4. Datasets and demand

This step can be implemented as follows

The person promoting data sharing in the organisation, the data administrator, and the organisation's data protection expert work together to

  • identify data suitable for sharing and the person responsible for it,
  • determine the type of data that is in demand outside the organisation, and
  • compile a list of datasets that the organisation is planning to open in the future and agree on practical measures and monitoring practices.

Identification of datasets

This section describes how the organisation can map and classify its datasets and identify high-value datasets that are suitable for sharing or opening.

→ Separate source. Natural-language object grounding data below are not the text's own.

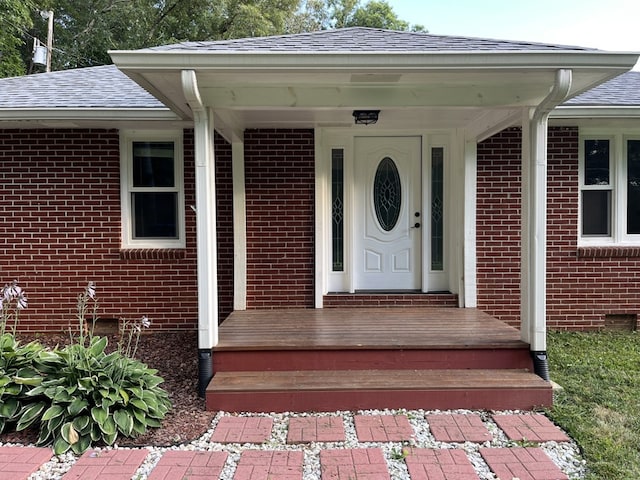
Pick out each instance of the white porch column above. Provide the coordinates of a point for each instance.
(206, 229)
(533, 306)
(469, 293)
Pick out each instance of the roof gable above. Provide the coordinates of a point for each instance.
(621, 90)
(82, 88)
(362, 39)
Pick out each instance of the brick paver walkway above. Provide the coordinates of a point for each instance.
(521, 463)
(107, 465)
(242, 430)
(266, 465)
(17, 463)
(344, 459)
(192, 465)
(316, 429)
(458, 428)
(383, 428)
(532, 428)
(430, 464)
(363, 463)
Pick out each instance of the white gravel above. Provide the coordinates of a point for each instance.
(565, 455)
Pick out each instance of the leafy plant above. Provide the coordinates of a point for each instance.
(81, 394)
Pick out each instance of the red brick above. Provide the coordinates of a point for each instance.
(383, 428)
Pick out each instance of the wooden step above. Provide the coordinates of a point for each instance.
(389, 299)
(373, 359)
(297, 391)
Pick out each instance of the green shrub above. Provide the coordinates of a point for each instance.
(81, 394)
(90, 396)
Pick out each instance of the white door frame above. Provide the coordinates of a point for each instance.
(394, 259)
(328, 140)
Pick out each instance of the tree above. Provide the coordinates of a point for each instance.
(378, 14)
(84, 31)
(325, 14)
(15, 20)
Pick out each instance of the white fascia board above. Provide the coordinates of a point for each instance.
(578, 112)
(13, 114)
(384, 60)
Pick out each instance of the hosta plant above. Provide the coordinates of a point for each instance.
(86, 395)
(90, 396)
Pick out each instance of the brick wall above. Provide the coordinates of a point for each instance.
(498, 225)
(279, 170)
(583, 285)
(60, 228)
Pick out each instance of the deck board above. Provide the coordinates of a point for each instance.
(365, 328)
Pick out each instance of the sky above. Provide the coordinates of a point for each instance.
(612, 25)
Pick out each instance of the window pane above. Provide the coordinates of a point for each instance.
(337, 208)
(153, 164)
(596, 162)
(387, 194)
(633, 186)
(596, 217)
(437, 204)
(155, 215)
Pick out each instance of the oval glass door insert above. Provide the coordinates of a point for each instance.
(387, 194)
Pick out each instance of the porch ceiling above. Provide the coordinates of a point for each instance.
(252, 90)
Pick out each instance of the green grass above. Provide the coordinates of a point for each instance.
(600, 404)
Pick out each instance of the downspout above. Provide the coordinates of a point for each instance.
(537, 214)
(206, 231)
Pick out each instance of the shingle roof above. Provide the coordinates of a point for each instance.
(622, 90)
(364, 40)
(92, 87)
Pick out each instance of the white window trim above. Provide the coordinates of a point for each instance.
(126, 187)
(618, 187)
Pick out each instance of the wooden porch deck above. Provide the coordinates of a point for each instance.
(365, 328)
(359, 358)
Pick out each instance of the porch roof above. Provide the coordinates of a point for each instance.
(317, 79)
(617, 102)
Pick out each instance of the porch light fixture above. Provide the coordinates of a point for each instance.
(366, 117)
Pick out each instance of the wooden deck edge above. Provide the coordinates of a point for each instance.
(375, 380)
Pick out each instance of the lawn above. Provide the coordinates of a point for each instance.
(600, 404)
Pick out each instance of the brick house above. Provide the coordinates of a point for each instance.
(336, 169)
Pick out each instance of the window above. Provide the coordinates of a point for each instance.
(337, 209)
(152, 190)
(610, 189)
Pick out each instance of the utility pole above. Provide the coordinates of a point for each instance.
(49, 40)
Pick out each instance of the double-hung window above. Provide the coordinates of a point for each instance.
(152, 190)
(610, 189)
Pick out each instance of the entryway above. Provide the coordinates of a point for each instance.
(388, 218)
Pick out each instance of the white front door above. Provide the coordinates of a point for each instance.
(388, 216)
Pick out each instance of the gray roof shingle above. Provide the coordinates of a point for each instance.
(364, 40)
(91, 87)
(623, 90)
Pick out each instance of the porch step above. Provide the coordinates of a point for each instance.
(390, 299)
(510, 355)
(323, 390)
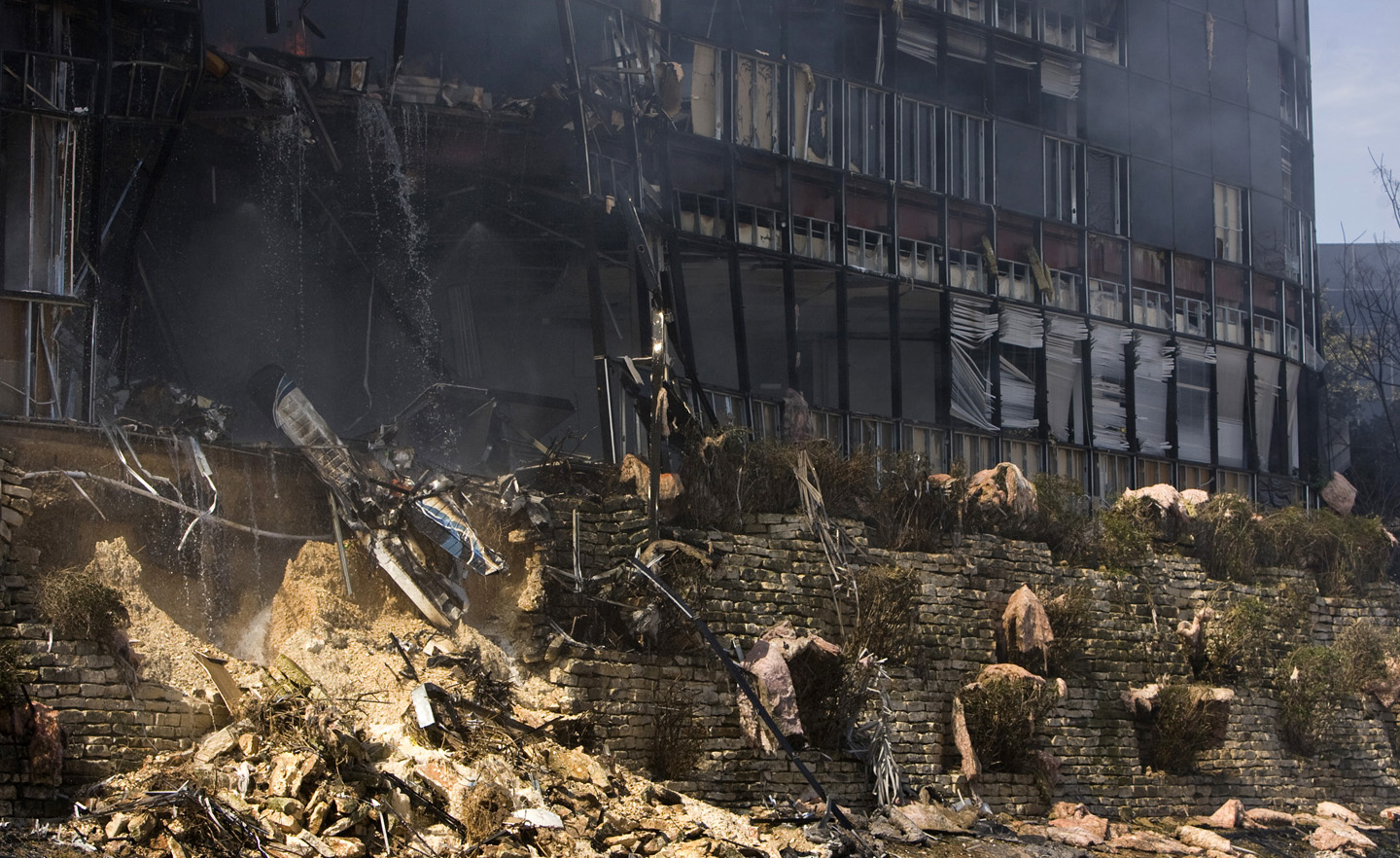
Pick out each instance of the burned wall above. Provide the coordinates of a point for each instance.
(775, 572)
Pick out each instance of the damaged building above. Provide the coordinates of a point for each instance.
(1071, 234)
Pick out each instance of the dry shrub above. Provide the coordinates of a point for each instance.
(1310, 693)
(1225, 533)
(1004, 718)
(1071, 617)
(1126, 531)
(1237, 641)
(80, 606)
(12, 672)
(888, 613)
(1364, 648)
(1340, 552)
(678, 737)
(483, 809)
(1063, 520)
(1180, 730)
(909, 515)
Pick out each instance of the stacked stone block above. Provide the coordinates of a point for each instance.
(775, 571)
(111, 722)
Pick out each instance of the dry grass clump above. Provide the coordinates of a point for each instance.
(1225, 536)
(1311, 687)
(1126, 531)
(907, 512)
(82, 606)
(1071, 617)
(1180, 730)
(1237, 642)
(483, 809)
(1004, 718)
(888, 613)
(1340, 552)
(1065, 520)
(678, 737)
(1365, 648)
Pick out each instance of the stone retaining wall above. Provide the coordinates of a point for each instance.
(110, 722)
(776, 572)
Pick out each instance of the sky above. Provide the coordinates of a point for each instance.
(1355, 72)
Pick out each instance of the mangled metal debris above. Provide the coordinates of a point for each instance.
(385, 508)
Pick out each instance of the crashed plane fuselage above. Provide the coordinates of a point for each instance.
(387, 511)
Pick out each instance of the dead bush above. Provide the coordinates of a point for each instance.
(678, 737)
(12, 672)
(888, 613)
(1126, 531)
(1004, 718)
(1339, 552)
(907, 512)
(1180, 730)
(1310, 693)
(80, 606)
(1237, 641)
(1071, 619)
(1365, 648)
(1063, 520)
(483, 809)
(1225, 534)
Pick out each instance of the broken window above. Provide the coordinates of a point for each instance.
(920, 244)
(1230, 223)
(972, 327)
(1065, 375)
(974, 10)
(818, 351)
(919, 145)
(966, 253)
(1151, 298)
(1014, 16)
(1192, 308)
(1231, 313)
(1154, 363)
(865, 129)
(812, 100)
(1069, 463)
(1266, 403)
(1103, 24)
(967, 158)
(1106, 193)
(1114, 476)
(1022, 352)
(1015, 245)
(754, 102)
(973, 450)
(703, 88)
(1107, 276)
(1292, 318)
(1266, 314)
(1060, 22)
(1024, 454)
(964, 80)
(40, 197)
(1109, 386)
(1193, 400)
(1063, 269)
(1062, 180)
(1059, 92)
(42, 368)
(1231, 377)
(1287, 89)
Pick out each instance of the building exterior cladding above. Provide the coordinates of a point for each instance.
(1074, 235)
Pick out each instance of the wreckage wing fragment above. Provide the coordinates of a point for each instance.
(439, 518)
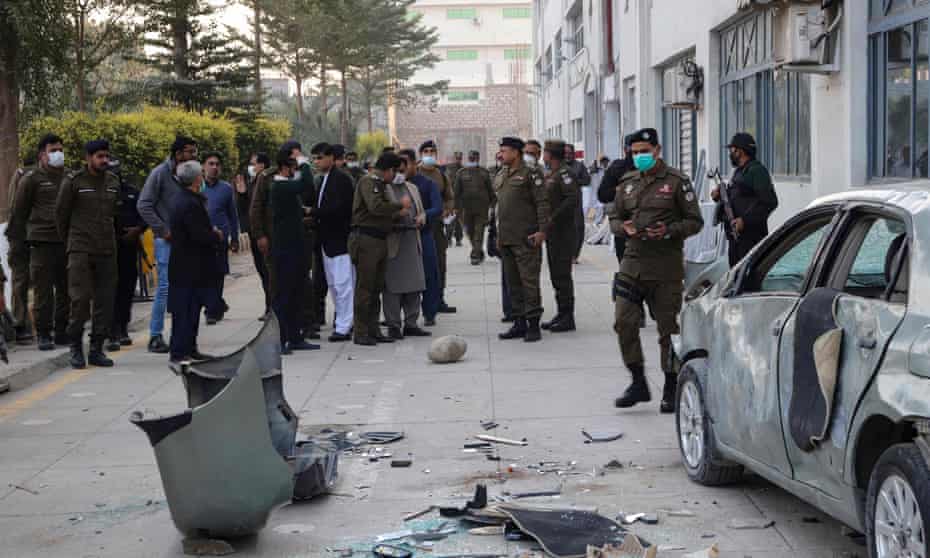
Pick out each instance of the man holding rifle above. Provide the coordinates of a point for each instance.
(744, 205)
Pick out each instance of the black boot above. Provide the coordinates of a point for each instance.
(638, 392)
(565, 323)
(555, 319)
(669, 390)
(97, 357)
(77, 356)
(532, 331)
(516, 331)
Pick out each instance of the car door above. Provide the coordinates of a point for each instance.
(743, 390)
(863, 263)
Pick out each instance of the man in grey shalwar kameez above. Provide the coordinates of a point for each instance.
(405, 280)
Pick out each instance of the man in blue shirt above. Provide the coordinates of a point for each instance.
(224, 215)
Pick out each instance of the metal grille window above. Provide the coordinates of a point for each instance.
(773, 106)
(899, 89)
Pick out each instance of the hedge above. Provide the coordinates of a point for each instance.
(141, 140)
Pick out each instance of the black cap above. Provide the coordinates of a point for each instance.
(515, 143)
(649, 135)
(94, 146)
(744, 141)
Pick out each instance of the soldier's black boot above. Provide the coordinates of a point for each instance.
(97, 357)
(532, 331)
(516, 331)
(638, 392)
(669, 391)
(566, 323)
(77, 355)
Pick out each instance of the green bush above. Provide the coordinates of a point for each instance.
(140, 140)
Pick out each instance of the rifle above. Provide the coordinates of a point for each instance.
(725, 198)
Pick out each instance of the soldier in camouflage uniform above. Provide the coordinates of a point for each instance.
(656, 209)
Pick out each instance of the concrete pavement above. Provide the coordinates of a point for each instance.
(89, 485)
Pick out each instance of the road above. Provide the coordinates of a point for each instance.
(90, 487)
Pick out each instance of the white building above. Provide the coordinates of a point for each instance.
(853, 122)
(485, 53)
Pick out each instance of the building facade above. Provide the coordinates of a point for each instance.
(856, 117)
(485, 53)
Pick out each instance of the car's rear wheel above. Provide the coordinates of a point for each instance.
(898, 504)
(695, 438)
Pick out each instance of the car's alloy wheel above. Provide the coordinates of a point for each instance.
(695, 438)
(898, 500)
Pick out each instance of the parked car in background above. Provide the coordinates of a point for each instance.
(808, 363)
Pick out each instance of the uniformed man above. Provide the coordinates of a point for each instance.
(430, 169)
(523, 219)
(752, 198)
(474, 197)
(18, 258)
(560, 236)
(373, 212)
(87, 205)
(33, 218)
(655, 207)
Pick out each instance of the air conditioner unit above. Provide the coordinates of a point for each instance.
(805, 37)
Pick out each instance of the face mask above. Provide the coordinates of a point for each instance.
(644, 161)
(56, 159)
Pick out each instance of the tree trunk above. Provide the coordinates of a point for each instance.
(259, 92)
(9, 110)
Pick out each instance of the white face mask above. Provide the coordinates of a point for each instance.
(56, 159)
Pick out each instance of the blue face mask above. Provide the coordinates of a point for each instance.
(644, 161)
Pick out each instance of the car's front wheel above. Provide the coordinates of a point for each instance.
(898, 504)
(695, 439)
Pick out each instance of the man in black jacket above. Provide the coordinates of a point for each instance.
(607, 191)
(194, 263)
(332, 214)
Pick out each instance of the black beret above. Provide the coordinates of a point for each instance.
(515, 143)
(646, 134)
(94, 146)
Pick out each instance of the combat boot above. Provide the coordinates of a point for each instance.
(532, 331)
(637, 392)
(97, 357)
(565, 323)
(516, 331)
(669, 390)
(77, 355)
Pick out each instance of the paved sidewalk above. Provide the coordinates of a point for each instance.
(90, 486)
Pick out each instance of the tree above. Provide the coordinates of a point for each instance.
(201, 63)
(97, 29)
(31, 27)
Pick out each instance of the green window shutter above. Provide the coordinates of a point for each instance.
(517, 13)
(461, 13)
(462, 55)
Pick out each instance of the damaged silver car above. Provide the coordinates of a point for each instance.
(809, 364)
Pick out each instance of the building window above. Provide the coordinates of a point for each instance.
(517, 13)
(462, 54)
(773, 106)
(461, 96)
(461, 13)
(899, 83)
(576, 27)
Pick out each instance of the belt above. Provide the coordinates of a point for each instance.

Public administration organisations map and classify their data, particularly on the basis of statutory tasks and recommendations. The purpose of mapping the datasets is to identify, among other things, the rights and restrictions affecting the disclosure of datasets and, consequently, the possibilities of sharing the data.

The organisation must first survey what type of data it has in general and the parts of this data that are suitable for sharing and opening. At this point, the limitations for data sharing posed by the information systems used in the organisation must also be taken into account.

Example

Large organisations often make use of hundreds of information systems for different purposes, which are used to store large amounts of data on a daily basis. For example, according to various surveys, the central government uses around 1,800 information systems, while the City of Helsinki has approximately 700–900 information systems in use. In addition to information systems, there is a huge number of documents – such as spreadsheets, images, and audio and video files – that could be provided as open data.

Data mapping methods

You can survey and map your data by using e.g. the descriptions and tools presented below.

Information management model

Government agencies, municipalities, and other information management entities referred to in the Public Information Management Act (906/2019) (in Finnish) must prepare and maintain an information management model that provides an overview of the entity’s information management practices. The information management model can be used to highlight various details, such as

  • the titles and purposes of information resources, and
  • data disclosure targets and retention periods.

The information management model helps authorities manage the continuously increasing volume of data at their disposal. The model helps them understand and manage the life cycle of data and, consequently, also identify and manage risks related to the use of new digital services. Rather than comprising a one-off obligation to produce a description, the information management model must be maintained whenever changes occur in the information management conducted by the information management entity and in the content of said management.

The information management model is useful in situations where the organisation is considering the possibilities of sharing its data and needs help choosing the data it should open. Read the Information Management Board's recommendation regarding the information management model (in Finnish) (Ministry of Finance publications 2020:29).

Information management map

The public administration information management map is a description of how information management is organised in public administration. The information management map provides an overall picture of what registers and legislation exist in each sector of public administration.

The map allows different actors to plan and develop the interoperability of the information resources and information systems used in public administration. The information management map also provides a better starting point for assessing the impacts of extensive administrative or structural changes on the actors responsible for information management.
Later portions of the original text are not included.